For a more modern slice of the art scene, check out the Institute of Contemporary Art at the Maine College of Art (522 Congress St. or 87 Free St., 207/879-5742 or 207/669-5029, www.meca.edu , 11 a.m.–5 p.m. Wed.–Sun.; 11 a.m.–7 p.m. Thu.; 11 a.m.–8 p.m. first Fri. of the month, tours 12:15 p.m. on Wed., free).
Hit the mother lode of Maine  lore at Center for Maine History (489 Congress St., 207/774-1822, www.mainehistory.org , 10 a.m.–5 p.m. Mon.–Sat.; noon–5 p.m. Sun., $5 adults, $4 seniors and students, $2 children), which illustrates (often with real innovation) the state’s past through collections, exhibits, and lectures.

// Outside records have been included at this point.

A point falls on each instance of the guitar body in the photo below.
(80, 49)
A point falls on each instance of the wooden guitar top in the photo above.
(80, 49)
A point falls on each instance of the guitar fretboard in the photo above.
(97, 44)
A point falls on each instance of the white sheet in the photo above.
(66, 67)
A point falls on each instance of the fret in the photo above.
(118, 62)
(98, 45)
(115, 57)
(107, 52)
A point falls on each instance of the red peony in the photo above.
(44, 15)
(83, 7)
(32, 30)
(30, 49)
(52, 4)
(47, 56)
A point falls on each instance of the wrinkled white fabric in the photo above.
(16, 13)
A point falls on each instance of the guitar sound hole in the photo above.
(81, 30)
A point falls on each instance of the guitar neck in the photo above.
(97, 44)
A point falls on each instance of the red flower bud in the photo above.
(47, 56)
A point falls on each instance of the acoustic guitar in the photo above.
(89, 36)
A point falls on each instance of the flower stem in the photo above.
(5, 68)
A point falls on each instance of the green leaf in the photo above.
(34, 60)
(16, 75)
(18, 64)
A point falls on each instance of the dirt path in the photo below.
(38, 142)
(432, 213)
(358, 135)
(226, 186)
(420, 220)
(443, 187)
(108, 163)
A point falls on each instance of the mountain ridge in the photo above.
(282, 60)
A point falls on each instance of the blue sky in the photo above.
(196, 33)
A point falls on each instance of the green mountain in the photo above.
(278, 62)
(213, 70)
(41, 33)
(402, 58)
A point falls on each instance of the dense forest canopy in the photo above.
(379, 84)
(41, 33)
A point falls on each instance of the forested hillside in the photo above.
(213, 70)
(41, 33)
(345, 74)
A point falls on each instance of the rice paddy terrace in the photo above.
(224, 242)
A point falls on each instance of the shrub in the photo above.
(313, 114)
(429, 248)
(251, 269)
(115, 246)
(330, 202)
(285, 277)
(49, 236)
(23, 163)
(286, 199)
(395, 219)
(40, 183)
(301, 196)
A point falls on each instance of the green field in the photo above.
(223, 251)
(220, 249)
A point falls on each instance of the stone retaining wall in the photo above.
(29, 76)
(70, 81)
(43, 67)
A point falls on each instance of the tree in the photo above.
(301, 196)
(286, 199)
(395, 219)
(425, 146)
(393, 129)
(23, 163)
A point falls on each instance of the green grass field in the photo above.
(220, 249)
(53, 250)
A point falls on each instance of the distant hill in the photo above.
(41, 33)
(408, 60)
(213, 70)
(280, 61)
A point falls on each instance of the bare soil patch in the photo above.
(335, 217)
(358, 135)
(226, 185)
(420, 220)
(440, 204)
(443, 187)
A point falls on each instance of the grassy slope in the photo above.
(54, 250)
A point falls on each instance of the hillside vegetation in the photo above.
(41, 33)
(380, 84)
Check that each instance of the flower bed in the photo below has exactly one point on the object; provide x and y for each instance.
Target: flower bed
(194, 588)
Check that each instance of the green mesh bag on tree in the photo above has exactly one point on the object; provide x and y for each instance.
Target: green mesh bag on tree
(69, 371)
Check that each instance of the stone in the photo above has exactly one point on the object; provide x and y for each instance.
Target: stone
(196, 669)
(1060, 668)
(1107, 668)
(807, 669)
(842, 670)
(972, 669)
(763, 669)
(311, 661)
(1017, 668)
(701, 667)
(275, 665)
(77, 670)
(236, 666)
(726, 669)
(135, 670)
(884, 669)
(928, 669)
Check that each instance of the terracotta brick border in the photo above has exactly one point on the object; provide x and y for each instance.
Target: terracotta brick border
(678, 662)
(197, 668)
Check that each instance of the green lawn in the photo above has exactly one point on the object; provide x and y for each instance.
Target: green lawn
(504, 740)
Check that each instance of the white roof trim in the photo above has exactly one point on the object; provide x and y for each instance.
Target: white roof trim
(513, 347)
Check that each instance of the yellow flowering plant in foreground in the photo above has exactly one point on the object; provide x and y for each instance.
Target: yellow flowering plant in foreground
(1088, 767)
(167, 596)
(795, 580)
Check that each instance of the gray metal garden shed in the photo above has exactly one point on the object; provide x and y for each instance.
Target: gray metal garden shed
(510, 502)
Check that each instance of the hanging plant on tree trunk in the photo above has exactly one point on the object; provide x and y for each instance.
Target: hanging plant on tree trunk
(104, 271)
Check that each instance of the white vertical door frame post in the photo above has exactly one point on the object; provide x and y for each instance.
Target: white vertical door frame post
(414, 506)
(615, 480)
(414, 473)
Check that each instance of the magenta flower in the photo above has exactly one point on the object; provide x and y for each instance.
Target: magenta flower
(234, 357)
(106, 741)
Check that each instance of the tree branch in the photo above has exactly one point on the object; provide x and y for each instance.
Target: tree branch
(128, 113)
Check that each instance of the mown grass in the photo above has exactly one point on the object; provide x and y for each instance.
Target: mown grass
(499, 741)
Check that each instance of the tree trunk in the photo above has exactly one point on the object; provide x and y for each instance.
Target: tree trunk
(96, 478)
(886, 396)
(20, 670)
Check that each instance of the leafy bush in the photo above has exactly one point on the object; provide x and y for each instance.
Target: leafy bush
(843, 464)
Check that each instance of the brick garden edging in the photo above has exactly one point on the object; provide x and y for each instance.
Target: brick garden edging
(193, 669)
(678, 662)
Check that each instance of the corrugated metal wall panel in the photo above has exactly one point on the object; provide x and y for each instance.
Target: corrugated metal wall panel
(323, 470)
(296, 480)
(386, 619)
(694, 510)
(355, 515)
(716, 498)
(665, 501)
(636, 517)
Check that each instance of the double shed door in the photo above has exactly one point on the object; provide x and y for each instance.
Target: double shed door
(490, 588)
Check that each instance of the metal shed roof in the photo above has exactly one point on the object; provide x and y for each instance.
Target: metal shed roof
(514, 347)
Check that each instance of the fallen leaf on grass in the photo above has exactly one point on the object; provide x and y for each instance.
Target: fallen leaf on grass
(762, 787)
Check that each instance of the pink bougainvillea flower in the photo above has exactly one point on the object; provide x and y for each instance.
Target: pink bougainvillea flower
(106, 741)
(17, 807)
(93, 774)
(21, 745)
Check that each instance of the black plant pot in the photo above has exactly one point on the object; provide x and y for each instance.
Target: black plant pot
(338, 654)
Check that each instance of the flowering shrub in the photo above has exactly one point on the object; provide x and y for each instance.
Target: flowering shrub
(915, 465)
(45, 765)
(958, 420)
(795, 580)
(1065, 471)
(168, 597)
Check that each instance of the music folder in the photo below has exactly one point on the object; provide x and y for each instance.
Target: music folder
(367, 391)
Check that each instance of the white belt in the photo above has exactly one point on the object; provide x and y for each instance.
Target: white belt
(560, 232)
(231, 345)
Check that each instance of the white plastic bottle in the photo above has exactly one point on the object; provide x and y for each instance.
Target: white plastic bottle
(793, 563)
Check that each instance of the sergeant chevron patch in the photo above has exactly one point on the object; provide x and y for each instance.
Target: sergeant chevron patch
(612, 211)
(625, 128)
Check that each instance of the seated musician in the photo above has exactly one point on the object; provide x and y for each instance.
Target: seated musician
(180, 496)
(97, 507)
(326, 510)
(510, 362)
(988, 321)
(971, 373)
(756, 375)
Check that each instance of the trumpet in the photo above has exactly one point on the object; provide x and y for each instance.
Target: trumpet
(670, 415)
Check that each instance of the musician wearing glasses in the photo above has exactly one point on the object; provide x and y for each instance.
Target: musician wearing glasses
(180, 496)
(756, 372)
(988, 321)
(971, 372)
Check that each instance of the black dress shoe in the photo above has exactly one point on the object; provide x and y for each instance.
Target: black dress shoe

Particularly riveting are the exhibits pertaining to the shelling that Portland received at the hands of the British during the Revolutionary War, when the port, then known as Falmouth, was literally burned to the ground in October 1775. The British captain offered mercy if the townspeople would swear allegiance to King George. No oath came, and the city was destroyed-only to be rebuilt over the next two decades through the hardwork of its populace and rechristened Portland.
Next door, the Longfellow House (487 Congress St., 207/774-1822, www.mainehistory.org , tours on the hour, 10:30 a.m.–4 p.m. Mon.–Sat., noon–4 p.m. Sun. May–Oct.; open Dec. for holiday tours; call for hours) was built in 1786, and achieved fame as the childhood home of poet Henry Wadsworth Longfellow. The home has been restored to the time of the early 1800s, around the time when Longfellow lived there. Tours take in the life of the poet-a Renaissance man of his time—as well as other members of the Longfellow family, such as Revolutionary war general Peleg Wadsworth.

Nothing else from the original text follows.